The declaration apprised the defendant that the injured animal was valuable because a racing mare, and it is a matter of common knowledge that horses once hurt, or badly frightened, by automobiles, are almost invariably rendered useless for driving purposes, and it should readily suggest itself to one's mind that one of the natural results to a racer would be his diminution in value, because having been struck by an automobile.
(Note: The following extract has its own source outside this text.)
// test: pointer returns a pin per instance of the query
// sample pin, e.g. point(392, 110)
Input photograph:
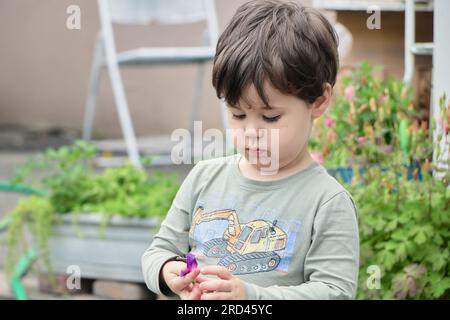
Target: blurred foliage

Another objection raised here, as to the admissibility of this testimony, is the alleged lack of proof showing the causal connection between the accident and the injurious effects. Of course, if a Court is satisfied that this connection is not supplied by the proof, a motion made to strike out the testimony, should be granted; or it could be provided for in the prayers. For the plaintiff must show affirmatively the injury complained of is the result of the wrong inflicted. This is sometimes to be inferred from the facts, for there may be no way of establishing it, but at others it must be established as any other fact; for a jury will not be permitted to merely conjecture and speculate. In the present case, the appellant failed to raise the point by proper exception, and it is not open to review by this Court, and we will therefore express no opinion upon the question.
Judgment affirmed, with costs to the appellee.